According to the latest census by the National Autonomous University, the number of axolotls found per square kilometer in Mexico has drastically decreased from an average of 6,000 to just 36. 

Moreover, an international study has reported that less than 1,000 Mexican axolotls remain in the wild.

Scientists point out that this is because of Mexico City’s rapid urbanization. The water quality of the canals has been negatively impacted because of this. 

Rainbow trout, which often escape from farms in the lakes surrounding the capital, also threaten the axolotls by competing for food and resources.

According to ecologists, there are also rising cases of axolotl dying due to chytrid fungus, a skin disease that feeds on amphibians. This deadly fungus has resulted in mass amphibian deaths across the globe, from Europe to Australia.

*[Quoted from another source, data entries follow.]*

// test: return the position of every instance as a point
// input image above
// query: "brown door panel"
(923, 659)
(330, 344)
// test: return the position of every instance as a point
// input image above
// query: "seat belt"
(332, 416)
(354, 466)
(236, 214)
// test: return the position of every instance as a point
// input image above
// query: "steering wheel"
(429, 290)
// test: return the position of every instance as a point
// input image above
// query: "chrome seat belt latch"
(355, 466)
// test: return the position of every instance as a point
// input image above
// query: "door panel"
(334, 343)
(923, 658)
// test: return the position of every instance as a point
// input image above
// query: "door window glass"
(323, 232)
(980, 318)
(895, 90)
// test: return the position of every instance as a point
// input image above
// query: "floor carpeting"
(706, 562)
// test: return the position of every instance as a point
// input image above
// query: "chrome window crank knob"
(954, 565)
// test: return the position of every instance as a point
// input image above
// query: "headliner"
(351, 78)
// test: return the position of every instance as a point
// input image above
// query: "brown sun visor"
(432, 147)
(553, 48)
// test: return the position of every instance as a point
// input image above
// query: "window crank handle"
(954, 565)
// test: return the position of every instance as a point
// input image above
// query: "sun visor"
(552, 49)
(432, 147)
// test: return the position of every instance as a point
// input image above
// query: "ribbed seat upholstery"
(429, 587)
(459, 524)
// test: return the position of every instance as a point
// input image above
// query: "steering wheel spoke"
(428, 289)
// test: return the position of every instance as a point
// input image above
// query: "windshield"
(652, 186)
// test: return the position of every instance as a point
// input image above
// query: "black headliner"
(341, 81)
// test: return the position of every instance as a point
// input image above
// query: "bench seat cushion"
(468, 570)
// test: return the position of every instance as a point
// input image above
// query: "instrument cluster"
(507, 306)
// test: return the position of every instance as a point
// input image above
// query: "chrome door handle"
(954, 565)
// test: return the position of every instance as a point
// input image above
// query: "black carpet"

Axolotl’s Medical Superpowers

As mentioned earlier, axolotls have remarkable regenerative abilities. They can restore their limbs, lungs, heart, jaw, spine, and even parts of their brain!

Scientists believe this amazing ability could help medical science, such as combat cancer and help repair tissues. 

Did you know that axolotls are over 1,000 times more cancer-resistant than mammals? Because of this, scientists are researching how axolotls can do it and apply it to human medicine, with many axolotls being studied in labs worldwide.